CONCERT LIVE STREAMING, critique. LILLE, sam 17 avril 2021. ORCHESTRE NATIONAL DE LILLE. MOZART : Concerto pour piano n°21. Marie-Ange NGUCI, piano / David Reiland, direction. Concert en live streaming au format raisonnable, un seul Concerto pour piano… mais quelle œuvre : du pur Mozart ; grave et tendre, c’est à dire bouleversant, capable de faire imploser l’esthétique galante par une intelligence versatile qui multiplie les champs de vision et les climats émotionnels les plus contrastés. Ce n°21 est certainement le moins conforme des Concertos de Wolfgang.
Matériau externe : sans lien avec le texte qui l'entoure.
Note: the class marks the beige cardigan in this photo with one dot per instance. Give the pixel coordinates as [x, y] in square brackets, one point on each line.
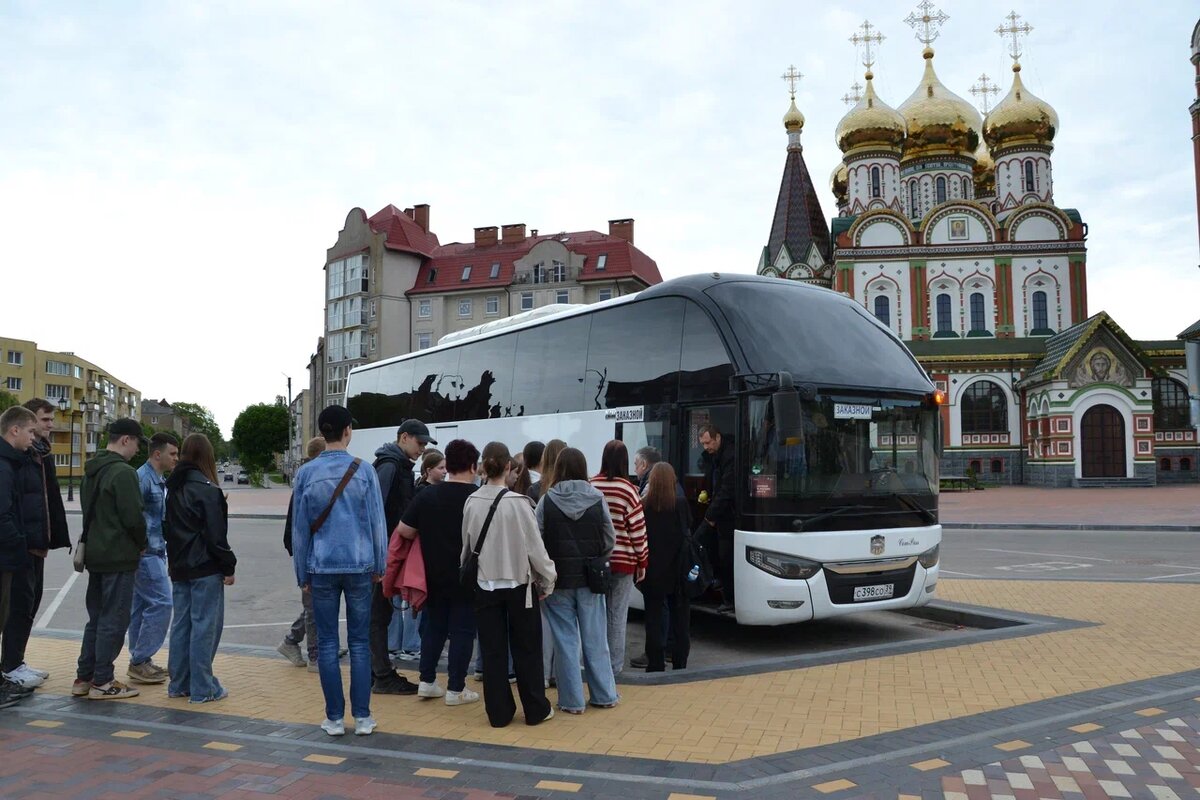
[514, 549]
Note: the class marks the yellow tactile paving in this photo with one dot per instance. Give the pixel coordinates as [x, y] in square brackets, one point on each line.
[729, 719]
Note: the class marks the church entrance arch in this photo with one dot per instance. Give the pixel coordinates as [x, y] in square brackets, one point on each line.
[1103, 443]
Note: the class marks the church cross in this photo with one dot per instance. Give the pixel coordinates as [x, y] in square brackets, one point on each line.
[865, 40]
[983, 91]
[792, 77]
[928, 23]
[1015, 31]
Relevant les défis multiples d’une œuvre inclassable et complexe, déjà pleinement romantique (pourtant datée de février 1785), l’Orchestre National de Lille invite deux tempéraments accomplis, ambassadeurs inspirés de la psyché mozartienne : le chef David Reiland et la jeune soliste Marie-Ange Nguci, déjà sollicitée en juin dernier au Lille Piano(s) Festival 2020. Cette seconde présence, en dialogue avec les instrumentistes lillois sonnent comme la confirmation de la révélation éprouvée en 2020.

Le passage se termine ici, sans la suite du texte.